The MIND-SETS project provides a new approach to understanding mobility as part of the overall changing lifestyles of different population groups across Europe. The project will assess how we can better understand mobility at the level of lifestyle patterns, set against social/economic/technological trends: in short – what are people’s mobility mind-sets across Europe?
This will involve a new approach that brings mainstream sociologists, environmental psychologists and economists together with sustainable mobility and travel behaviour specialists as well as experts in social, technological and ITC trends: a full multi-disciplinary, new type of team to assess mobility issues, in the hopes of changing the professional mind-set of mobility stakeholders.
The project is divided into four distinct phases. In the first phase (The concept), we will analyse intelligence across several disciplines (economics, sociology, psychology, consumer behavioural studies, etc.) to create a new understanding of the ‘mobility mind-sets’ of Europeans, based on engagement with other leading experts in the field in Europe. In the second phase (Testing the concept), we will test this understanding. This will lead to the creation of decision support guidelines, or ‘MIND-SETS guidelines’, made in cooperation with a think tank of practising mobility stakeholders (decision-makers, operators, developers and mobility system suppliers) in the third phase, who will fine-tune the guidelines to meet the needs of the market. These fine-tuned guidelines will be embedded within the ‘MIND-SETS Knowledge Centre’ (or ‘MSKC’), a comprehensive web portal where all project knowledge will be gathered, in the fourth phase. The MSKC will support decision-making, create innovation in future mobility policies and assist the design and marketing of new products and services.

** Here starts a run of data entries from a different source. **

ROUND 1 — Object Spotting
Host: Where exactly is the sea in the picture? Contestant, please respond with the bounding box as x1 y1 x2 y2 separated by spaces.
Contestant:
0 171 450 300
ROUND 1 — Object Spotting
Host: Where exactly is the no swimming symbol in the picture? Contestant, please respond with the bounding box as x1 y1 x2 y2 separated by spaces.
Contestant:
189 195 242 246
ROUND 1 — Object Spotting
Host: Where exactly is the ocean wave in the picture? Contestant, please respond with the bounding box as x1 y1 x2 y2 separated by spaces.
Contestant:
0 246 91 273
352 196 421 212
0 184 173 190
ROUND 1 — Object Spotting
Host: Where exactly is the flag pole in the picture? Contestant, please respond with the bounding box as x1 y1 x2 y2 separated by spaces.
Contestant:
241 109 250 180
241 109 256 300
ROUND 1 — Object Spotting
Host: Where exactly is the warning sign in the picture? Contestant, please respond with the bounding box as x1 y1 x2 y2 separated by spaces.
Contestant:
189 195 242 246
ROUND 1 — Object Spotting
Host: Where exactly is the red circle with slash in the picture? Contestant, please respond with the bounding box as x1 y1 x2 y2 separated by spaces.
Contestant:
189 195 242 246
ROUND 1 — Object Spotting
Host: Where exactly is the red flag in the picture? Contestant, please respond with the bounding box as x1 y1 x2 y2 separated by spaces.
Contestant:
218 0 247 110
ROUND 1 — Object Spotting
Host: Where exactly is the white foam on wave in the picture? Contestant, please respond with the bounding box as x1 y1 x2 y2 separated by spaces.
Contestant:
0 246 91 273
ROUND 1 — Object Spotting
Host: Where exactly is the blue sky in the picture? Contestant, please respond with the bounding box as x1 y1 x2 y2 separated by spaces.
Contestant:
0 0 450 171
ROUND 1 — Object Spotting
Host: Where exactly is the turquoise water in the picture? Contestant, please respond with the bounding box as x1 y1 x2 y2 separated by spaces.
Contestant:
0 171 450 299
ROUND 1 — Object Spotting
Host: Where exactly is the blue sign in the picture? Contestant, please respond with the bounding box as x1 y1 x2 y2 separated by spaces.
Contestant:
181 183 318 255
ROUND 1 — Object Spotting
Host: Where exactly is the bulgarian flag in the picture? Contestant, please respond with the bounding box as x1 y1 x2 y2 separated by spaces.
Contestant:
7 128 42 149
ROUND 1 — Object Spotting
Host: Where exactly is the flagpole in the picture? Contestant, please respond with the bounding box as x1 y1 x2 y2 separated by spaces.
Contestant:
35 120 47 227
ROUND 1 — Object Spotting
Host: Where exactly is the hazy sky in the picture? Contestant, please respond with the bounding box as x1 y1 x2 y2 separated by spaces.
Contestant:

The project asked 150 expertss, including Walk21, as part of a Delphi Consultation on “New transport technologies, different human behaviour”. The key results are below for information:
Synthesis of Key Results
High level of agreement:
New technologies will allow for more customised, self-organised mass transport solutions? 92% agree and 69% policies not really taken into consideration
Transport project appraisal needS to reflect emerging social values? 91% agree, and 58% policies not really taken into consideration
New technologies may not always be accepted by travellers? 88% agree, and 56% policies not really taken into consideration
Medium level of agreement:
Smart technologies will facilitate seamless transport? 80% agree and 37% policies not really taken into consideration
Smart transport technology will help social inclusion? 79% agree, but 61% policies not really taken into consideration
Obstacles to the exploitation of Big Data are higher in Europe? 75% agree, and 48% policies not really taken into consideration
People do not want to own fully automated cars? 73% agree but 74% policies not (really) taken into consideration
Lower level of agreement:
Driverless vehicles will become part of the community? 66% agree and 75% policies not (really) taken into consideration
Travellers’ choices will become less influenced by time savings? 61% agree and 56% policies not really taken into consideration
Further increases in virtual communication will dramatically increase physical mobility? 48% agree, and 64% policies not really taken into consideration
Generally speaking, mobility policies are still not taking into account these trends. From all presented above, “Smart Technologies facilitating Seamless Travel” is the one with highest degree of policy attention according to participants, with up to 52% respondents expressing that this trend was mostly (or fully) taken into account. All others trends lay below 35%.